With pirouettes and leaps that are both lyrical and athletic, the man in black seems to court the man in red, whose solos convey a searching individuality with semi-ritualistic movements such as wide arcs and spirals. The two men circle one another, mirror one another’s movements, connect and separate, intertwine and then unwind with a fluidity that is marvelous to watch.
The lyrical and athletic blend of McGregor’s choreography continues in the second segment, in which the nine-man ensemble performs to Salonen’s “Nyx,” a symphonic composition with passages of clanging metal and ominous drum rolls inspired by its namesake, a Greek goddess of the night. Now the man in red becomes a character, a figure isolated, taunted and attacked. One dancer in black also emerges as a primary character, his costume’s black armband suggesting the traits of a Gestapo-type militant.

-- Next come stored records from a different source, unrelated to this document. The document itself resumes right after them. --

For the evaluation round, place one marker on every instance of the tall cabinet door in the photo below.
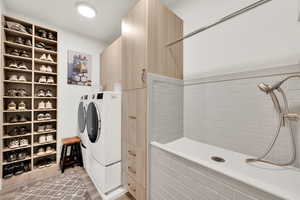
(134, 40)
(136, 112)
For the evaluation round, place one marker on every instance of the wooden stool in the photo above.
(70, 153)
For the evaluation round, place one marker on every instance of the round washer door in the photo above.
(81, 117)
(93, 122)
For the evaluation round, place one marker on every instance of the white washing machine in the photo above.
(104, 133)
(82, 130)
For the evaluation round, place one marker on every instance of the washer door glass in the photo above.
(81, 117)
(93, 122)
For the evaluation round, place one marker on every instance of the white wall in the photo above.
(69, 95)
(266, 36)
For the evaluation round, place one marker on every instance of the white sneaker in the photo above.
(13, 78)
(43, 68)
(41, 105)
(43, 79)
(49, 58)
(50, 80)
(48, 105)
(22, 106)
(49, 69)
(22, 78)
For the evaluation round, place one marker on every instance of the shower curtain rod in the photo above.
(227, 17)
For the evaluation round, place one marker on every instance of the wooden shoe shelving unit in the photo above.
(32, 87)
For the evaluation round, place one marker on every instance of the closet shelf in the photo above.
(17, 70)
(16, 136)
(17, 33)
(45, 143)
(17, 45)
(8, 149)
(44, 155)
(16, 161)
(17, 57)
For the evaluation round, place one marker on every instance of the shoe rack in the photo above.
(28, 78)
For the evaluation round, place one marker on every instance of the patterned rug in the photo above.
(67, 186)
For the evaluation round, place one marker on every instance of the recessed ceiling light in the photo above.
(86, 10)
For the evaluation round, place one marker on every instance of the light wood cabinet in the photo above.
(111, 65)
(146, 30)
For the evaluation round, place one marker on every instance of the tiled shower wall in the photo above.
(231, 112)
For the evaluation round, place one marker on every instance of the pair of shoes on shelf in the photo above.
(46, 138)
(44, 79)
(22, 41)
(45, 128)
(44, 93)
(42, 116)
(12, 106)
(16, 78)
(18, 131)
(43, 68)
(15, 65)
(43, 105)
(46, 57)
(16, 92)
(17, 119)
(23, 53)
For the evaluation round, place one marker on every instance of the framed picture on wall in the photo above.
(79, 68)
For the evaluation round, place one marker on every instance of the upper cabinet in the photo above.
(146, 30)
(111, 65)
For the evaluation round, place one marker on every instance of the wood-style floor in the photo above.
(9, 193)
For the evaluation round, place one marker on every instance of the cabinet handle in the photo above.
(143, 77)
(131, 170)
(131, 153)
(132, 117)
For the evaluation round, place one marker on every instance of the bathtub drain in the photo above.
(217, 159)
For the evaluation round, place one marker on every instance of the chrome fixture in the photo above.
(284, 120)
(223, 19)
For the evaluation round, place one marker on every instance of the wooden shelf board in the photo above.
(17, 70)
(45, 62)
(18, 123)
(45, 143)
(17, 45)
(17, 33)
(16, 161)
(17, 57)
(14, 149)
(44, 155)
(16, 136)
(18, 82)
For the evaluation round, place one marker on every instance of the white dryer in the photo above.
(82, 130)
(104, 133)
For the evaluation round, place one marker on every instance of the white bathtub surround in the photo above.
(185, 165)
(230, 111)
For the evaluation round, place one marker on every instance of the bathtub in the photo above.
(183, 170)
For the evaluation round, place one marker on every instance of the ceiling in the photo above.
(106, 26)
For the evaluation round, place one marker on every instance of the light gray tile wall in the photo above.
(174, 178)
(165, 106)
(231, 112)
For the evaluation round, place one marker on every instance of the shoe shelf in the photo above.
(47, 73)
(17, 70)
(16, 33)
(44, 143)
(6, 149)
(16, 136)
(16, 161)
(16, 111)
(17, 57)
(17, 45)
(43, 45)
(44, 154)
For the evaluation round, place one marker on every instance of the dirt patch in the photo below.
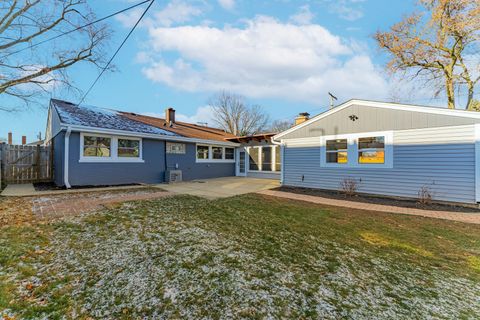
(405, 203)
(59, 206)
(15, 211)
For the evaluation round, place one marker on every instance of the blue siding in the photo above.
(151, 171)
(419, 158)
(58, 158)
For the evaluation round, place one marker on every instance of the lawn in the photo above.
(243, 257)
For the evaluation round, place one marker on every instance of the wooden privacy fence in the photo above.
(25, 164)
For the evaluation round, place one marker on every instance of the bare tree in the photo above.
(280, 125)
(233, 114)
(439, 45)
(26, 71)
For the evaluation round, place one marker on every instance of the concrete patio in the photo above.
(221, 187)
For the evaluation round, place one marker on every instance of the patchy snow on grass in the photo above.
(159, 261)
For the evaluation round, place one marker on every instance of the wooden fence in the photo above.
(25, 164)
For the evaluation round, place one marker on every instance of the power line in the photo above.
(116, 52)
(76, 29)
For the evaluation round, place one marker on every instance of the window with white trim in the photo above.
(358, 150)
(371, 149)
(176, 148)
(94, 146)
(106, 148)
(229, 153)
(337, 151)
(202, 152)
(128, 148)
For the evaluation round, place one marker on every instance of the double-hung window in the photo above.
(102, 148)
(371, 149)
(337, 151)
(98, 147)
(358, 150)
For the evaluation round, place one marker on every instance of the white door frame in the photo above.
(237, 162)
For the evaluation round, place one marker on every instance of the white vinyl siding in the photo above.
(441, 158)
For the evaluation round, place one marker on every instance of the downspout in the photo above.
(66, 155)
(282, 154)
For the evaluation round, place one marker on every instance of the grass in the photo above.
(243, 257)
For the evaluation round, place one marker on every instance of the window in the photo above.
(337, 151)
(253, 157)
(202, 152)
(96, 146)
(217, 153)
(371, 150)
(229, 154)
(278, 159)
(128, 148)
(266, 159)
(176, 148)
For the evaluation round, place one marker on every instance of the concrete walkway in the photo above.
(447, 215)
(220, 187)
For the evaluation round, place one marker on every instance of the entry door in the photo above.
(241, 163)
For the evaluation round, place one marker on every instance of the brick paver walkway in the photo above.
(448, 215)
(64, 205)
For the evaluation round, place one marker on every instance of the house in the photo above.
(97, 146)
(386, 149)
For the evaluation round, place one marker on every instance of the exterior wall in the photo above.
(152, 170)
(375, 119)
(441, 158)
(58, 158)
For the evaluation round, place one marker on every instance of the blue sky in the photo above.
(284, 55)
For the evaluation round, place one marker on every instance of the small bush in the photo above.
(425, 196)
(349, 186)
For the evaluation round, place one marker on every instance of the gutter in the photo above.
(282, 154)
(66, 158)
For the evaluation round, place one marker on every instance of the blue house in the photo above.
(386, 149)
(97, 146)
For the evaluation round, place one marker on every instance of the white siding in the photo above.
(442, 158)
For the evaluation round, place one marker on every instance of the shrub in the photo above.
(349, 186)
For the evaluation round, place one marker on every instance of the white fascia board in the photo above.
(147, 135)
(384, 105)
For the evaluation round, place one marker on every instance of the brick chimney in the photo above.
(302, 117)
(170, 115)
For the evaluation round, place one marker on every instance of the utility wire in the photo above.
(76, 29)
(116, 52)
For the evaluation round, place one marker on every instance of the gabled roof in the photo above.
(95, 117)
(385, 105)
(182, 128)
(90, 116)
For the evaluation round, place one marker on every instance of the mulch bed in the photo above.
(389, 201)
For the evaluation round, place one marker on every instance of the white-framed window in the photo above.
(106, 148)
(176, 148)
(212, 153)
(359, 150)
(265, 158)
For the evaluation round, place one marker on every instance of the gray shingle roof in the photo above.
(90, 116)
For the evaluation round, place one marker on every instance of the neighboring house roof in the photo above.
(182, 128)
(95, 117)
(384, 105)
(253, 137)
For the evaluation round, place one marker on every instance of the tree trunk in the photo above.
(450, 91)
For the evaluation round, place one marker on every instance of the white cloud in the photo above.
(303, 16)
(175, 12)
(202, 115)
(347, 9)
(264, 58)
(227, 4)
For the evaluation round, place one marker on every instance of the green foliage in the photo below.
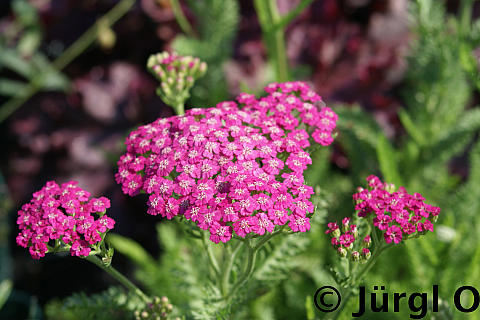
(216, 22)
(113, 303)
(22, 55)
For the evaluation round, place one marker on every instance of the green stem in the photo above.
(250, 264)
(273, 35)
(180, 108)
(181, 19)
(211, 258)
(359, 276)
(118, 276)
(77, 48)
(227, 269)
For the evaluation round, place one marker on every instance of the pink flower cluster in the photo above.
(398, 214)
(344, 241)
(62, 213)
(231, 169)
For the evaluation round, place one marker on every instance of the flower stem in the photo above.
(118, 276)
(180, 108)
(211, 258)
(358, 277)
(227, 269)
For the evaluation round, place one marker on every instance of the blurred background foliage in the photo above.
(403, 77)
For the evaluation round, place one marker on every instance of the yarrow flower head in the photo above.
(176, 74)
(63, 217)
(397, 215)
(236, 169)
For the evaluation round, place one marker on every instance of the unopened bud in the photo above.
(355, 256)
(345, 223)
(367, 241)
(366, 254)
(390, 187)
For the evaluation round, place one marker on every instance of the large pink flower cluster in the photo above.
(62, 213)
(398, 214)
(232, 169)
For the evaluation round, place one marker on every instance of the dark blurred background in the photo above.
(350, 50)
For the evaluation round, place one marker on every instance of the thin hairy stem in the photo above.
(118, 276)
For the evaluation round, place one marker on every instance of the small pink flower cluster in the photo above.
(398, 214)
(62, 213)
(344, 241)
(230, 169)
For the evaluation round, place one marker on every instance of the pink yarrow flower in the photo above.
(236, 169)
(63, 214)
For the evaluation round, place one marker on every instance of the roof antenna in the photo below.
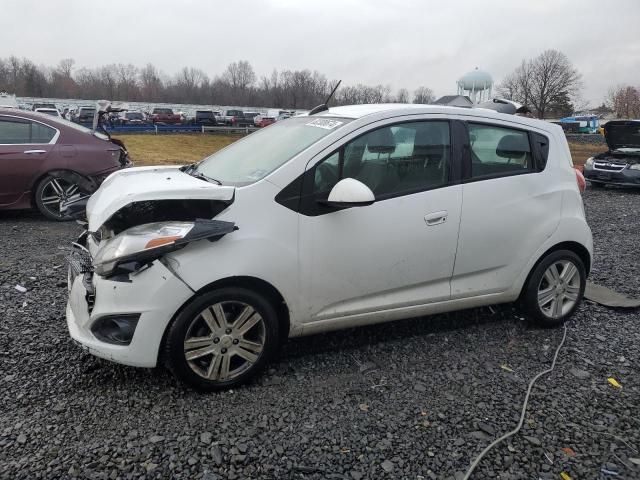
(323, 106)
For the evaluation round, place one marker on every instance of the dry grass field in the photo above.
(173, 149)
(180, 149)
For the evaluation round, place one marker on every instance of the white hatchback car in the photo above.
(347, 217)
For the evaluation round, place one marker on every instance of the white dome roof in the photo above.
(475, 79)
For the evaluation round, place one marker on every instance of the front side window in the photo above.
(21, 131)
(498, 151)
(391, 161)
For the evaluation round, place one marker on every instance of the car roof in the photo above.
(31, 115)
(389, 110)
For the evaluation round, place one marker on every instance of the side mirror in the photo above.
(350, 192)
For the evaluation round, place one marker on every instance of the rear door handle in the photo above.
(436, 218)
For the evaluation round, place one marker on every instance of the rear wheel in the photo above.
(555, 288)
(51, 193)
(222, 339)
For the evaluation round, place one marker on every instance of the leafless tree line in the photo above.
(237, 85)
(548, 84)
(624, 100)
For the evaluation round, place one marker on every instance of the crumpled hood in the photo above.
(140, 184)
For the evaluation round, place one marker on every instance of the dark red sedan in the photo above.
(46, 160)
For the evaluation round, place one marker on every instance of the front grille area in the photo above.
(80, 264)
(609, 166)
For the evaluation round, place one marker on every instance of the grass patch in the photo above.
(581, 151)
(181, 148)
(173, 149)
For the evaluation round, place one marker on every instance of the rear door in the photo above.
(396, 253)
(511, 205)
(24, 146)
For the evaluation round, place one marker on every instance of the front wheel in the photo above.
(222, 339)
(51, 193)
(555, 288)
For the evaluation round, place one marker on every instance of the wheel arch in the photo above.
(574, 247)
(255, 284)
(64, 173)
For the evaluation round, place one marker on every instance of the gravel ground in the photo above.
(413, 399)
(594, 138)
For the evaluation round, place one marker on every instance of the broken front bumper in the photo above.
(152, 295)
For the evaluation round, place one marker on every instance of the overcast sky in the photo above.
(402, 43)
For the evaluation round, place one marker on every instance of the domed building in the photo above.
(477, 85)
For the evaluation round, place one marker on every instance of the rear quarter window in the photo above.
(499, 151)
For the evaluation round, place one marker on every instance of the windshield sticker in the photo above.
(324, 123)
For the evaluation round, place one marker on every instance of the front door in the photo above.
(397, 252)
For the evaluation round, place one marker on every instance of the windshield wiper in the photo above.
(201, 176)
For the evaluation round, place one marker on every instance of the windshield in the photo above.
(623, 135)
(257, 155)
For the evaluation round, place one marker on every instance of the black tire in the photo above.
(48, 188)
(191, 321)
(538, 288)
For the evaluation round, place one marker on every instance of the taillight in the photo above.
(582, 183)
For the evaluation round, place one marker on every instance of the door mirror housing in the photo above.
(350, 192)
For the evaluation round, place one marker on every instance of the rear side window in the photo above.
(498, 151)
(41, 133)
(20, 131)
(14, 130)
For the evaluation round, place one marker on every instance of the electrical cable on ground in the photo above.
(476, 462)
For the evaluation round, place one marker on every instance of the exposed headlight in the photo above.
(137, 246)
(140, 243)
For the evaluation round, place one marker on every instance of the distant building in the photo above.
(477, 85)
(8, 101)
(454, 101)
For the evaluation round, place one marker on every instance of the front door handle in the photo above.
(436, 218)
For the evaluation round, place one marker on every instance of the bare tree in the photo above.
(543, 81)
(66, 66)
(423, 95)
(240, 75)
(151, 84)
(624, 100)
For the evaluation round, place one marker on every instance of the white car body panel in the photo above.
(148, 183)
(351, 267)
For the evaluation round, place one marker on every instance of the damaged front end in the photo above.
(137, 247)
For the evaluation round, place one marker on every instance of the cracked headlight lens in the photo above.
(143, 243)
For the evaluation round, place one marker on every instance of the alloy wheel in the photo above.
(55, 192)
(559, 289)
(224, 340)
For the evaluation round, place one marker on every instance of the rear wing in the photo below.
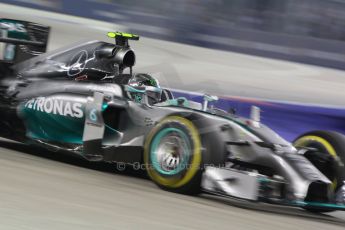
(21, 40)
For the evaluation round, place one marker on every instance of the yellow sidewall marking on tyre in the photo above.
(302, 142)
(196, 156)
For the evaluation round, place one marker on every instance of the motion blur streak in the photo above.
(59, 195)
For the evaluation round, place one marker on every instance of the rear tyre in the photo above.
(329, 157)
(173, 155)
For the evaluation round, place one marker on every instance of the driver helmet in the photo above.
(143, 81)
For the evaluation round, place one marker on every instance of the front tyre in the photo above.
(173, 155)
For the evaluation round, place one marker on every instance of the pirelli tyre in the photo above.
(329, 157)
(175, 154)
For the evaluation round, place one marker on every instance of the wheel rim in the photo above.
(170, 152)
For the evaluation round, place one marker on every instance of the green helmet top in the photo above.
(123, 35)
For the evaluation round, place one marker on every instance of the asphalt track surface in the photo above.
(46, 190)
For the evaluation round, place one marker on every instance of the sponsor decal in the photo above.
(56, 106)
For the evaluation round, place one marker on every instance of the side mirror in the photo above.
(208, 98)
(138, 95)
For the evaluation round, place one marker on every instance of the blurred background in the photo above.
(307, 31)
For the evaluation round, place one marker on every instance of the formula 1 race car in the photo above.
(85, 99)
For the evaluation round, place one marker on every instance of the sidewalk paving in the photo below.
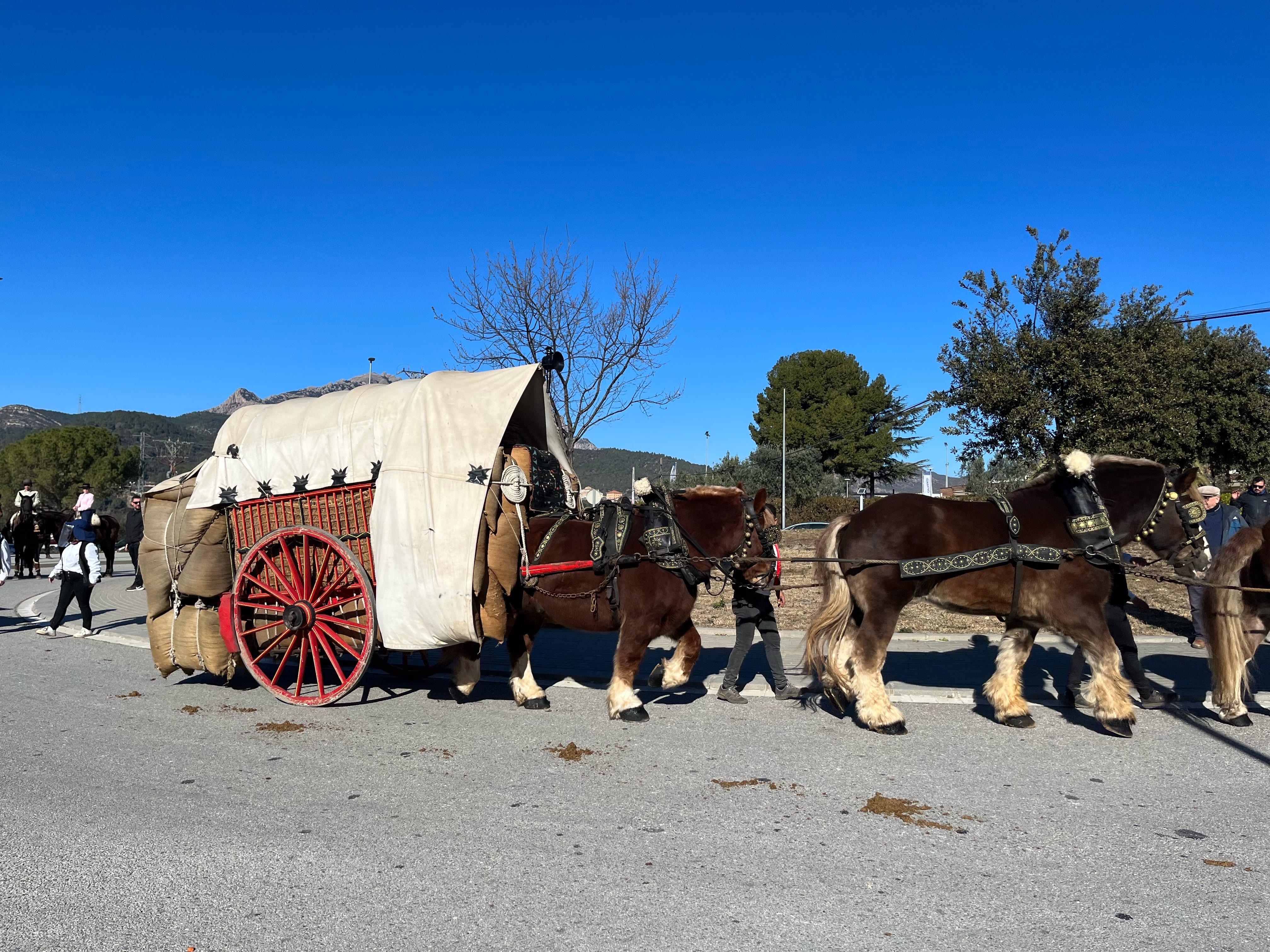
(921, 667)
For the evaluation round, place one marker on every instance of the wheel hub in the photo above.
(300, 615)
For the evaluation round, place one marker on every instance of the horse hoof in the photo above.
(460, 697)
(1122, 728)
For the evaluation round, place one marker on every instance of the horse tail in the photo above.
(832, 621)
(1223, 611)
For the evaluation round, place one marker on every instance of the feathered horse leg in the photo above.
(1005, 688)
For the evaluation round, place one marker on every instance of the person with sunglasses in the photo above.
(1254, 506)
(134, 530)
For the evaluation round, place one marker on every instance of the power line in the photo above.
(1220, 315)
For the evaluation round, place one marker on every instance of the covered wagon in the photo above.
(324, 530)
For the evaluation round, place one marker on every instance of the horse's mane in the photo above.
(1047, 478)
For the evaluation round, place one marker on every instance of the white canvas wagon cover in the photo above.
(432, 442)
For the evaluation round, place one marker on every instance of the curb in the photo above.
(27, 610)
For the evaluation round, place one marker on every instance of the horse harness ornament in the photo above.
(665, 540)
(1089, 525)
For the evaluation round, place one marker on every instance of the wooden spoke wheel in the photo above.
(304, 615)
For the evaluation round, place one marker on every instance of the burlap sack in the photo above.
(491, 593)
(190, 640)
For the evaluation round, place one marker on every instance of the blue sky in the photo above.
(256, 195)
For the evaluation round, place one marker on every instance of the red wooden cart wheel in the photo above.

Although at moments verging on melodrama, the choreography mainly succeeds at distilling the primal power plays among humans as they bond, part, fight and compete in pairs, groups or packs; and renders these interactions in a ballet that is both disturbing and beautiful. The dancer in red is led up into a high point in the darkness, his back to the audience, and is hurled off. Among the remaining dancers, the push and pull for control escalates, until the dancer with the black armband also dives into darkness.
Bringing luminous joy to the stage is the finale, a world premiere of Elo’s “Fifth Symphony of Jean Sibelius,” performed to a beloved Sibelius composition, “Symphony No. 5 in E-flat major, Op. 82,” which, says Elo, is “like hearing your national anthem.”
Sibelius presented the completed symphony in 1919 to a newly independent Finland that had just elected its first president. Boston Ballet Orchestra’s rendering brings out the piece’s heroic brass passages and shimmering impressionistic evocation of Finland’s landscape, echoed in the earth tones of Yumiko Takeshima’s costumes, the radiant lighting by Mark Stanley, and Elo’s delicate but strong choreography, which with a quicksilver flow of angles and curves creates intricate lattices and recurring circular patterns, as if mimicking the formation of life itself on a cellular level. The sublime music fully inhabits the dancers’ bodies in this mesmerizing ballet.